Se há coisa que me esforço por ensinar às minhas filhas é o sentido da solidariedade: não tanto o significado da palavra em si, mas o que resulta da ação de ser solidário. Tive em tempos duas experiências de voluntariado que nunca mais esquecerei, que me enriqueceram como pessoa e como mãe. Penso sempre: “e se fosse comigo?”. 

Um dos voluntariados que fiz foi no IPO e foi tão duro que hoje em dia, depois de ter sido mãe, não conseguiria voltar a fazê-lo. No entanto foi uma das melhores experiências que tive, simplesmente porque naquele dia e naquela hora era a minha presença que fazia a diferença. Os pais das crianças que lá estavam internadas contavam comigo naquele curto período de tempo para serem pais normais, homens e mulheres que podem por momentos esquecer-se que são pais de uma criança com cancro. Entrava de manhã e saía à hora de almoço. Não nos permitiam permanecer por mais tempo e era-nos proibido perguntar por qualquer criança que não estivesse presente. Ao princípio estranhei a rigidez nas regras, mas com o passar do tempo entendi que são essas mesmas regras que protegem a sanidade mental dos voluntários. Durante a manhã permanecia numa sala com as crianças que estavam internadas e que podiam deslocar-se, brincávamos, fazíamos desenhos, contávamos histórias e, no fim, quando terminava o meu turno, saía e chorava. Chorei muito. Por todos os meninos. Por todos os pais. Chorava sempre, mas voltava sempre. Porque ser solidário não é suposto fazer–nos sentir bem, ao contrário do que muita gente diz. Ser solidário é fazer bem aos outros, mesmo que isso nos deixe mais pobres, mais tristes, mais fracos. Deixa-nos acima de tudo mais humanos e, como qualquer humano, vulneráveis. E é nesta vulnerabilidade que encontro o significado da solidariedade. A vulnerabilidade de quem precisa e a vulnerabilidade de quem se dá. Porque um dia a posição pode inverter-se e quem dá entende essa fragilidade. Sente essa fragilidade como sendo sua nesse preciso momento.
“E se fosse comigo?”. 

Anos mais tarde, sentada na sala de espera do bloco operatório de um hospital, fui eu que precisei. A solidariedade pode ser mais do que dinheiro, muito mais que valor monetário. Pode manifestar-se na capacidade de compreender e na habilidade de confortar: oferecer uma mão, uma palavra, um gesto torna-se monumental quando não estamos à espera de nada, quando já perdemos a esperança, ou quando o chão parece fugir-nos dos pés e tudo o que vemos à frente é uma sala vazia, desprovida de cor e sem espaço para respirar. 

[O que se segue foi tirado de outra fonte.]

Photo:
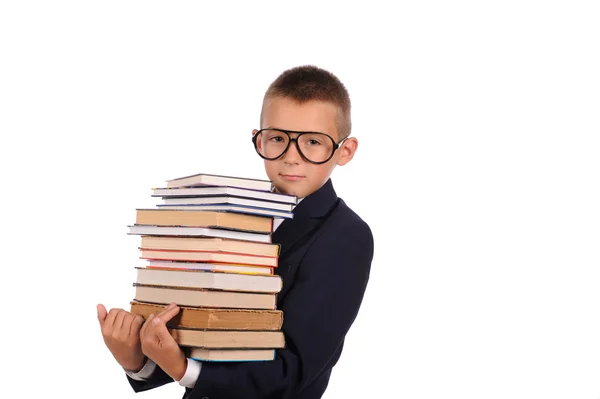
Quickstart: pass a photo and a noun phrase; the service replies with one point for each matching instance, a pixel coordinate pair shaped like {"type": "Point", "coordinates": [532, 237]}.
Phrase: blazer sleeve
{"type": "Point", "coordinates": [157, 379]}
{"type": "Point", "coordinates": [318, 312]}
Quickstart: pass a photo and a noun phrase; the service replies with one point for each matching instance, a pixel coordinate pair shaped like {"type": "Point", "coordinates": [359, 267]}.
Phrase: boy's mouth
{"type": "Point", "coordinates": [291, 177]}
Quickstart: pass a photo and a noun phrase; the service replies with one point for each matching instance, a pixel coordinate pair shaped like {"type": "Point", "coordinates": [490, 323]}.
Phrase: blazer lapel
{"type": "Point", "coordinates": [307, 217]}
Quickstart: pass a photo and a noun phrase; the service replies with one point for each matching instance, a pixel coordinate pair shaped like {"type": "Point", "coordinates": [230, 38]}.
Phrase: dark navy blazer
{"type": "Point", "coordinates": [324, 261]}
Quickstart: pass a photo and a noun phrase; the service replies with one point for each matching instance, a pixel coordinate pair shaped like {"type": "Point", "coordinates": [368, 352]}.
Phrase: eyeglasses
{"type": "Point", "coordinates": [314, 147]}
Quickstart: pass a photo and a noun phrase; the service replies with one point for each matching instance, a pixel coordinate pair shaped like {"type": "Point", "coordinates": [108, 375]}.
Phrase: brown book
{"type": "Point", "coordinates": [196, 218]}
{"type": "Point", "coordinates": [218, 267]}
{"type": "Point", "coordinates": [210, 244]}
{"type": "Point", "coordinates": [229, 355]}
{"type": "Point", "coordinates": [204, 298]}
{"type": "Point", "coordinates": [228, 339]}
{"type": "Point", "coordinates": [209, 280]}
{"type": "Point", "coordinates": [215, 318]}
{"type": "Point", "coordinates": [207, 256]}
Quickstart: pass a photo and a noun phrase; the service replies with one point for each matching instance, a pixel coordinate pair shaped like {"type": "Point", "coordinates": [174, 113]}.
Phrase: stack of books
{"type": "Point", "coordinates": [207, 247]}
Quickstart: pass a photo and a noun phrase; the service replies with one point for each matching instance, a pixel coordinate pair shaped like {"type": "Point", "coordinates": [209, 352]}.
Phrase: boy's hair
{"type": "Point", "coordinates": [308, 83]}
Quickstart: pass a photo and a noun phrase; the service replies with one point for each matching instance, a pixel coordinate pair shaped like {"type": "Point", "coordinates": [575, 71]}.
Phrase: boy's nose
{"type": "Point", "coordinates": [292, 155]}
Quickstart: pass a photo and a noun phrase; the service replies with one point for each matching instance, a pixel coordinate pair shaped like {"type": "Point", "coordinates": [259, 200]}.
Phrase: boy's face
{"type": "Point", "coordinates": [291, 174]}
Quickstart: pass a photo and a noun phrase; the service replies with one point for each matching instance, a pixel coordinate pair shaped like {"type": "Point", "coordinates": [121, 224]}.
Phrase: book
{"type": "Point", "coordinates": [228, 339]}
{"type": "Point", "coordinates": [247, 210]}
{"type": "Point", "coordinates": [229, 355]}
{"type": "Point", "coordinates": [209, 280]}
{"type": "Point", "coordinates": [199, 232]}
{"type": "Point", "coordinates": [208, 191]}
{"type": "Point", "coordinates": [219, 267]}
{"type": "Point", "coordinates": [208, 256]}
{"type": "Point", "coordinates": [215, 318]}
{"type": "Point", "coordinates": [222, 200]}
{"type": "Point", "coordinates": [201, 179]}
{"type": "Point", "coordinates": [210, 244]}
{"type": "Point", "coordinates": [204, 298]}
{"type": "Point", "coordinates": [198, 218]}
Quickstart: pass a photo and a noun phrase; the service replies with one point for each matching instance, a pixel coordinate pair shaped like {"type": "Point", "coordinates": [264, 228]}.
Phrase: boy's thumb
{"type": "Point", "coordinates": [101, 313]}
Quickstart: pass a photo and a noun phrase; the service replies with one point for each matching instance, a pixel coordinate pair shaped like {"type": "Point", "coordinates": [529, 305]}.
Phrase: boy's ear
{"type": "Point", "coordinates": [347, 151]}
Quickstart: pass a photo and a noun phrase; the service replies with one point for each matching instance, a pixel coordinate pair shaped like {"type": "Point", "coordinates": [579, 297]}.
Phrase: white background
{"type": "Point", "coordinates": [477, 170]}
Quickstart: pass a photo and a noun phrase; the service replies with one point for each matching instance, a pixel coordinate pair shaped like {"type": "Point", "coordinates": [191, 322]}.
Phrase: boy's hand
{"type": "Point", "coordinates": [160, 346]}
{"type": "Point", "coordinates": [121, 333]}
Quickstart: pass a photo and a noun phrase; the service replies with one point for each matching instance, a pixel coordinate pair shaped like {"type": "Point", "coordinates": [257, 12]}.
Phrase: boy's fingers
{"type": "Point", "coordinates": [119, 320]}
{"type": "Point", "coordinates": [136, 325]}
{"type": "Point", "coordinates": [145, 325]}
{"type": "Point", "coordinates": [110, 319]}
{"type": "Point", "coordinates": [102, 313]}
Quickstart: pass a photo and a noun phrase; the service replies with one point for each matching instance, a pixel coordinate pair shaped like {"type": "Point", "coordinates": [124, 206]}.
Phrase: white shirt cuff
{"type": "Point", "coordinates": [191, 373]}
{"type": "Point", "coordinates": [144, 373]}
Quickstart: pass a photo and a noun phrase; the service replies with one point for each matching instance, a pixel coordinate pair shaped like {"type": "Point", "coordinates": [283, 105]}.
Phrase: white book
{"type": "Point", "coordinates": [150, 230]}
{"type": "Point", "coordinates": [224, 200]}
{"type": "Point", "coordinates": [224, 190]}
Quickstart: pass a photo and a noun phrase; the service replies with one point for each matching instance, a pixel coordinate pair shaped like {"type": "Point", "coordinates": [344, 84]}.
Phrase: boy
{"type": "Point", "coordinates": [325, 259]}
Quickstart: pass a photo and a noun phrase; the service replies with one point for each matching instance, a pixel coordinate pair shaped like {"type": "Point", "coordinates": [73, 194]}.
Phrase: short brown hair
{"type": "Point", "coordinates": [308, 83]}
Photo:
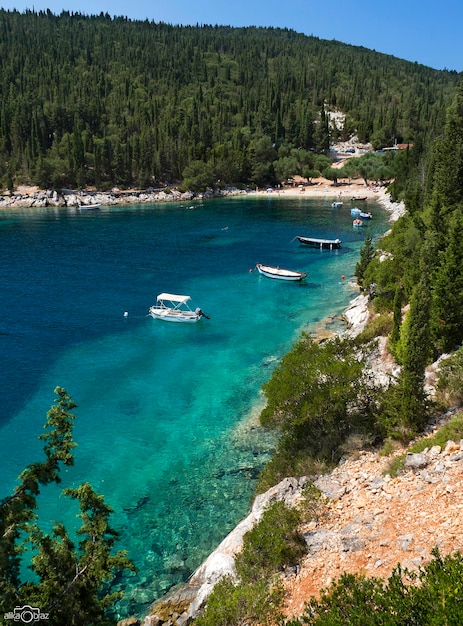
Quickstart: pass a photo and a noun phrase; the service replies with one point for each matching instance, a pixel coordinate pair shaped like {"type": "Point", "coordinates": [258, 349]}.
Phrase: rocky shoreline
{"type": "Point", "coordinates": [182, 605]}
{"type": "Point", "coordinates": [33, 197]}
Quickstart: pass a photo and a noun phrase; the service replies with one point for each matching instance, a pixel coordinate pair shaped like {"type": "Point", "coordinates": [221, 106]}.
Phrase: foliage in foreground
{"type": "Point", "coordinates": [318, 398]}
{"type": "Point", "coordinates": [431, 597]}
{"type": "Point", "coordinates": [273, 544]}
{"type": "Point", "coordinates": [69, 582]}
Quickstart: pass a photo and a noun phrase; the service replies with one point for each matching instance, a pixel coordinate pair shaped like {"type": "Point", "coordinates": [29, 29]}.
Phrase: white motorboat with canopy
{"type": "Point", "coordinates": [172, 307]}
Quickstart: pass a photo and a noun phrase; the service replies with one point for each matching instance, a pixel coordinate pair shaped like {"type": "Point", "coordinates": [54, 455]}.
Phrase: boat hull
{"type": "Point", "coordinates": [172, 315]}
{"type": "Point", "coordinates": [280, 274]}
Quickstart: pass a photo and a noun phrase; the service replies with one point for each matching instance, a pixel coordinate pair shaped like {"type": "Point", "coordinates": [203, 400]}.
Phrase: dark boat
{"type": "Point", "coordinates": [320, 243]}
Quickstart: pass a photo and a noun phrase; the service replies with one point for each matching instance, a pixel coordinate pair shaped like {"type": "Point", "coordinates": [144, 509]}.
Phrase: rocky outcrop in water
{"type": "Point", "coordinates": [181, 606]}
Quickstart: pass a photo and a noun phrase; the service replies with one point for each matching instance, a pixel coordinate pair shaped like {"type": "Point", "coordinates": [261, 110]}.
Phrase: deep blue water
{"type": "Point", "coordinates": [166, 413]}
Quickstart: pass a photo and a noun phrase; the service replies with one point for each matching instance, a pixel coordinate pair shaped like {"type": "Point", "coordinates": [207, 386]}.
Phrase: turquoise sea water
{"type": "Point", "coordinates": [166, 424]}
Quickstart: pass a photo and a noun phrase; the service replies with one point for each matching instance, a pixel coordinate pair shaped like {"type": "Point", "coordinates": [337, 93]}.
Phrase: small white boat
{"type": "Point", "coordinates": [89, 207]}
{"type": "Point", "coordinates": [171, 307]}
{"type": "Point", "coordinates": [277, 272]}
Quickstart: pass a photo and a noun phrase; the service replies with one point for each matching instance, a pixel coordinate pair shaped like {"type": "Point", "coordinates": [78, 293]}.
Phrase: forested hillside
{"type": "Point", "coordinates": [106, 101]}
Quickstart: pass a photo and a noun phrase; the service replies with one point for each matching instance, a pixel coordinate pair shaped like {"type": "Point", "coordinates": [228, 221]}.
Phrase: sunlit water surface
{"type": "Point", "coordinates": [166, 420]}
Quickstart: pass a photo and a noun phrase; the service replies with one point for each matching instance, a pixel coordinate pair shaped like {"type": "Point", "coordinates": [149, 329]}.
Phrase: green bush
{"type": "Point", "coordinates": [449, 386]}
{"type": "Point", "coordinates": [268, 548]}
{"type": "Point", "coordinates": [431, 597]}
{"type": "Point", "coordinates": [239, 605]}
{"type": "Point", "coordinates": [272, 544]}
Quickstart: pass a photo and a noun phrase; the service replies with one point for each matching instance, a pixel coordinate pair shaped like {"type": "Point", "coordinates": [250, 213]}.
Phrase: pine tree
{"type": "Point", "coordinates": [72, 582]}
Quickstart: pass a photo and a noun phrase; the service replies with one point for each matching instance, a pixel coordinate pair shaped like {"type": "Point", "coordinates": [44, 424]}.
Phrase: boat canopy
{"type": "Point", "coordinates": [173, 297]}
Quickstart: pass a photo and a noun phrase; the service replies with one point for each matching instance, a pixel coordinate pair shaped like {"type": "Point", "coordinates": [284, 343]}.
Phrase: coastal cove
{"type": "Point", "coordinates": [165, 419]}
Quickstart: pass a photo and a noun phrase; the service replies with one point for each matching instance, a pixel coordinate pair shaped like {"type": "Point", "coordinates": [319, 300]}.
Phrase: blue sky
{"type": "Point", "coordinates": [417, 30]}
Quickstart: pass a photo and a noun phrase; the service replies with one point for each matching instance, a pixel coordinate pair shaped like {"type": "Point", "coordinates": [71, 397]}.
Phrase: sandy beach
{"type": "Point", "coordinates": [348, 193]}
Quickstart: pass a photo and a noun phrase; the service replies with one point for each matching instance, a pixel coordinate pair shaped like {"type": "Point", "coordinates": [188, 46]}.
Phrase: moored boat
{"type": "Point", "coordinates": [171, 307]}
{"type": "Point", "coordinates": [319, 243]}
{"type": "Point", "coordinates": [279, 273]}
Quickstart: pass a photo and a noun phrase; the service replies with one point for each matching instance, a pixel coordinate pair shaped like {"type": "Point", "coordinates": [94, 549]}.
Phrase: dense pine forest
{"type": "Point", "coordinates": [101, 101]}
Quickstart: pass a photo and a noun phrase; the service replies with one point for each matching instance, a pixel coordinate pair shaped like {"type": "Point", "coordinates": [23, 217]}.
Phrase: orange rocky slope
{"type": "Point", "coordinates": [373, 522]}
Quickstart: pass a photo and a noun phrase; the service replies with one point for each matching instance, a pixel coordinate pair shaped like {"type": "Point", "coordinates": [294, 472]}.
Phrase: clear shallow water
{"type": "Point", "coordinates": [164, 420]}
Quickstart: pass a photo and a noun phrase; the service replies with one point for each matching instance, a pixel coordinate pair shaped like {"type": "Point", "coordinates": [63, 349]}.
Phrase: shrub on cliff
{"type": "Point", "coordinates": [431, 597]}
{"type": "Point", "coordinates": [318, 397]}
{"type": "Point", "coordinates": [273, 544]}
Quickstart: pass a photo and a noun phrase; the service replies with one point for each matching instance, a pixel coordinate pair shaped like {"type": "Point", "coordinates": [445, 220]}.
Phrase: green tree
{"type": "Point", "coordinates": [448, 289]}
{"type": "Point", "coordinates": [367, 253]}
{"type": "Point", "coordinates": [318, 397]}
{"type": "Point", "coordinates": [71, 583]}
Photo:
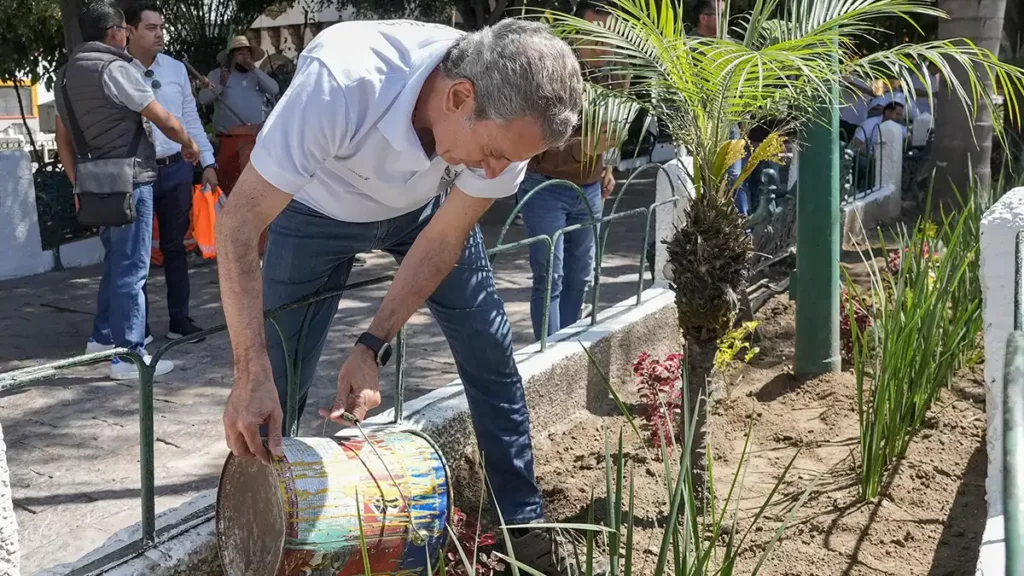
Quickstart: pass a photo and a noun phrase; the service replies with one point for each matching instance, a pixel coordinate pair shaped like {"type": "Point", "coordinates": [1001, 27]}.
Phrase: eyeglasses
{"type": "Point", "coordinates": [150, 74]}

Faz-nos falta ser mais solidários, faz-nos falta entender melhor o outro, abrir as portas do nosso mundo e deixarmos entrar quem precisa de um sorriso, de um prato de sopa, de uma bebida fresca ou de um medicamento caro e milagroso. Faz-nos falta sentar com quem precisa em vez de fingir que não existe, ignorar os alertas ou mudar de passeio quando encontramos um sem-abrigo. O outro dos voluntariados que fiz foi precisamente com eles: saía de noite para distribuir comida, cobertores e roupa pelos sem-abrigo da cidade. Nunca me senti tão reconhecida, e as histórias de vida destas pessoas são comoventes e impressionantes. São pessoas como nós que um dia perderam tudo, mas principalmente o que perderam foi a capacidade para serem lembrados, porque os azares da vida fizeram com que as pessoas se esquecessem deles.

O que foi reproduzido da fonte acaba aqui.